Actual and Potential infinite

Sam Sanders sasander at me.com
Tue Feb 7 15:20:10 EST 2023


Dear Joe, dear FOM,

In the discussion of “potential vs actual” infinite, I imagine most would say 
that Cantor space or the set of real numbers count as an actual infinite set.  

> ACA_0 doesn’t require actual infinity in my book, because any arithmetical consequence of it can be proven from ZF without using the axiom of infinity, right?

However, ACA_0 and MUCH stronger (second- and third-order) systems are consistent with 

“there is an injection (or bijection) from R to N” (*)

or 

“there is a sequence of finite sets (X_n)_{n in N} such that R = U_n X_n,” (**)

as proved in [1].  This includes (standard) systems at the level of Z_2.  

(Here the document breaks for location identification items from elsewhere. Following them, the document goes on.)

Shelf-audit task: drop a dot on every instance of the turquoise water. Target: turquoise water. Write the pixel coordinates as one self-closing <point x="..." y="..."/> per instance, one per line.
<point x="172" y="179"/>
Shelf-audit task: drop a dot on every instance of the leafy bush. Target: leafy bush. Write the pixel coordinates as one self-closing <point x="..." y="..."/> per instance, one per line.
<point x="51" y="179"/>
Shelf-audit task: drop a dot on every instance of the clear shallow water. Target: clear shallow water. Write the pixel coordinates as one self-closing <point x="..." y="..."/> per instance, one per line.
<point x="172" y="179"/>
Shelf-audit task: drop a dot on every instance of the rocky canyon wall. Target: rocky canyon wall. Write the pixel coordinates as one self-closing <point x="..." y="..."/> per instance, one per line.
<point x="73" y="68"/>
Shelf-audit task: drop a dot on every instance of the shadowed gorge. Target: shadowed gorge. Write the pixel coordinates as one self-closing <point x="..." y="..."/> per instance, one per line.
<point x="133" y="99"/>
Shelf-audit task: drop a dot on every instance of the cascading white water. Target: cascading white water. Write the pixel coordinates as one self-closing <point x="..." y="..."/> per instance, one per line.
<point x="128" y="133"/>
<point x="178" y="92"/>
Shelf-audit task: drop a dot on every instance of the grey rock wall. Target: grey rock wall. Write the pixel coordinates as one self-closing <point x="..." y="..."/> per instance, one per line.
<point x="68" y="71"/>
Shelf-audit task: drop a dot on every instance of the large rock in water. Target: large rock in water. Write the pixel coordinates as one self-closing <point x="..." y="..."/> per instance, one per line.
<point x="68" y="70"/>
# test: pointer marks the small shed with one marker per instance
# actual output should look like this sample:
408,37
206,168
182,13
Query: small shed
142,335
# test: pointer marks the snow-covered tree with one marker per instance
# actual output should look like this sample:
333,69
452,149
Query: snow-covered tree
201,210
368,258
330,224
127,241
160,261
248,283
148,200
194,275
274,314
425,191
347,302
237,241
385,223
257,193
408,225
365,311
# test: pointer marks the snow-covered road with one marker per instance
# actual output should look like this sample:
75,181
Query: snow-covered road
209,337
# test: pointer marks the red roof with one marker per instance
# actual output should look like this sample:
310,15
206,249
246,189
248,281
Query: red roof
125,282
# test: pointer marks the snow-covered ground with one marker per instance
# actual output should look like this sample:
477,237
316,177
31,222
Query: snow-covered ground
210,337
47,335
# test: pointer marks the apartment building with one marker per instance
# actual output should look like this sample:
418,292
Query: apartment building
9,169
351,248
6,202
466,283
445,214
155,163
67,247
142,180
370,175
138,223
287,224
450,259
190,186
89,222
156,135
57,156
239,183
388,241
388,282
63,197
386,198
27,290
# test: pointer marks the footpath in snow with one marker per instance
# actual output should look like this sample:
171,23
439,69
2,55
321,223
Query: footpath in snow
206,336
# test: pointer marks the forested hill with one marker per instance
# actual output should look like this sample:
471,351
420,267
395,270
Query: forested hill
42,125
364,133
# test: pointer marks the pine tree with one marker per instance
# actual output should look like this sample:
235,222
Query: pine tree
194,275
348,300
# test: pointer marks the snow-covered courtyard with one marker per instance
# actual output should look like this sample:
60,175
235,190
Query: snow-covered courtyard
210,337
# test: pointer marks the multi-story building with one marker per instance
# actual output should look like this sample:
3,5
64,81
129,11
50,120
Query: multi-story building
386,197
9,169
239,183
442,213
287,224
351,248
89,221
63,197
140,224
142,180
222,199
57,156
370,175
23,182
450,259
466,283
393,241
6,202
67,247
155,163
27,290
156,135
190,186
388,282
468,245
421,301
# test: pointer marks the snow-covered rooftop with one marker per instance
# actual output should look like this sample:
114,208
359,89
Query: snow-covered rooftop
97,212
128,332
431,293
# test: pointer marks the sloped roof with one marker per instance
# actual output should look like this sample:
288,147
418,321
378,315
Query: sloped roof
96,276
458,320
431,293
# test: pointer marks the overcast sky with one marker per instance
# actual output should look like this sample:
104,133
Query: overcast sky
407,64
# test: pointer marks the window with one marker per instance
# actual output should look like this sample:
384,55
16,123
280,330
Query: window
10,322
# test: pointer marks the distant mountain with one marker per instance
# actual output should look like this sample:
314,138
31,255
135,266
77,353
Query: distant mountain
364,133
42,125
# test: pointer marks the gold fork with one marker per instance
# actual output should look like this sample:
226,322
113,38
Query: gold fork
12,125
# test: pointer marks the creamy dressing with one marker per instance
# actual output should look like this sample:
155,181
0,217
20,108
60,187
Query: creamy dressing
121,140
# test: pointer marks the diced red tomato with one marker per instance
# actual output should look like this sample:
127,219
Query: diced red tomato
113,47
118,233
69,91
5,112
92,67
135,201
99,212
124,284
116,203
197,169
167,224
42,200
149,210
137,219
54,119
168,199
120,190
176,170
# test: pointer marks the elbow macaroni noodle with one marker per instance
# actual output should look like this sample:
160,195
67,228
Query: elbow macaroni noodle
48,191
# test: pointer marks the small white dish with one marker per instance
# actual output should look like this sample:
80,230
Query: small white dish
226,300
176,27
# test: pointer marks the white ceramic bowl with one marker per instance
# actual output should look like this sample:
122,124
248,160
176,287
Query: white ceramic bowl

[1] Dag Normann and Sam Sanders, On the uncountability of R, JSL,  https://arxiv.org/abs/2007.07560


Does it then follow that Cantor space / the reals is a potential infinity?


Best,

Sam

PS:

Regarding (*), one can list the first n reals for any n in N, but NOT put them all together in a sequence (of course).  
This is all very “potential infinity”.  

PPS:

For those who have trouble imagining third-order objects, one can replace “injection” in (*) by “injection in a nice function class from real analysis”.  

PPPS: 

Strangely, (*) does not boast many equivalences (in Kohlebach’s higher-order rm), while (**) does.